HAMADI BEN SAAD (1965-2025)



Self-taught and tireless nomadic artist, Hamadi Ben Saad has developed, over the past forty years, an artistic practice in direct resonance with the urban world and his encounters. Detached from all conventions, his art is subordinated solely to the physical properties and availability of materials: Kraft paper, newspaper, cardboard, advertising posters, and fabric scraps are all concrete elements that the artist manipulates to create monumental or medium-sized works. These are composed according to surface, texture, and rhythm logics. On closer inspection, they evoke in turn the works of Arte Povera, Supports/Surfaces, Nouveau Réalisme, and other avant-gardes of the 1960s and 1970s, with which the artist shares procedures, materials, and spirit.

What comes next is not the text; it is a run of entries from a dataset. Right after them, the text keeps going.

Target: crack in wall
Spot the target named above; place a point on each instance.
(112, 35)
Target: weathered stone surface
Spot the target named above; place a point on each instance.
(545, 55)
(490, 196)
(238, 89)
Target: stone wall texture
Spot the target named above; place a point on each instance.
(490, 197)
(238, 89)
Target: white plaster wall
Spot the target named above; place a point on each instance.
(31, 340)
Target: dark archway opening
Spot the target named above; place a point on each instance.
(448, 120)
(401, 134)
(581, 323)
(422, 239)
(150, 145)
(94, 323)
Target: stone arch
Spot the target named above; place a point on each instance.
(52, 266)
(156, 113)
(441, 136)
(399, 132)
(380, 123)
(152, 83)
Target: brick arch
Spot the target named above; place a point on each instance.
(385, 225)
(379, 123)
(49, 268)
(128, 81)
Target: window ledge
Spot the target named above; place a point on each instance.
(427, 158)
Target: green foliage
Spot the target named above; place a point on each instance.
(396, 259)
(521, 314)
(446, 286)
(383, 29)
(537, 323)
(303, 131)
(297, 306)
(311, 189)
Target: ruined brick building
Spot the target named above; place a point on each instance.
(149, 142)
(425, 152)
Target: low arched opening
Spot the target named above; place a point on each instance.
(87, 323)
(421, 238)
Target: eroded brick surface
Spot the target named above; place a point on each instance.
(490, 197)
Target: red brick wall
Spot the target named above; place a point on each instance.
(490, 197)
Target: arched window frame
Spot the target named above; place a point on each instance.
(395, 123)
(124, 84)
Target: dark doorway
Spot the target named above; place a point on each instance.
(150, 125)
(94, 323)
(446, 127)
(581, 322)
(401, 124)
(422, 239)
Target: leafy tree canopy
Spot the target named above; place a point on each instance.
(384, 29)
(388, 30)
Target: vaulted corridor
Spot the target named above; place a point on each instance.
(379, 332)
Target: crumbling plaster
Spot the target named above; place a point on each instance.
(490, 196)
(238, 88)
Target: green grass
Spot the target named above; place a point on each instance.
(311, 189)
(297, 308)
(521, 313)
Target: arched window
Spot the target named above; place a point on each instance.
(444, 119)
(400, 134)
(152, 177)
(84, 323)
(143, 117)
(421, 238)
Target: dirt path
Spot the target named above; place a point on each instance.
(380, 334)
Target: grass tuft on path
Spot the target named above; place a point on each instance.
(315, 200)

An artist drawn to the question of the human subject and the representation of the body, he is also one who opposes it. Respectful of the foundational prohibition on representation in Arab-Muslim visual culture, he is simultaneously its critic. One thing is certain: Ben Saad creates independently of trends, cultural demand, and the requirements of tradition, modernity, or postmodernity. Beneath a sober, direct, and almost childlike exterior, many elements infuse his work: the desire to paint as inspiration strikes, the ability to rise above norms, an assumed and claimed creative pleasure, and a tension towards a universal discourse – an artist to highlight and celebrate, whose creative experience is worth pausing for, regardless of artistic preference, for or against.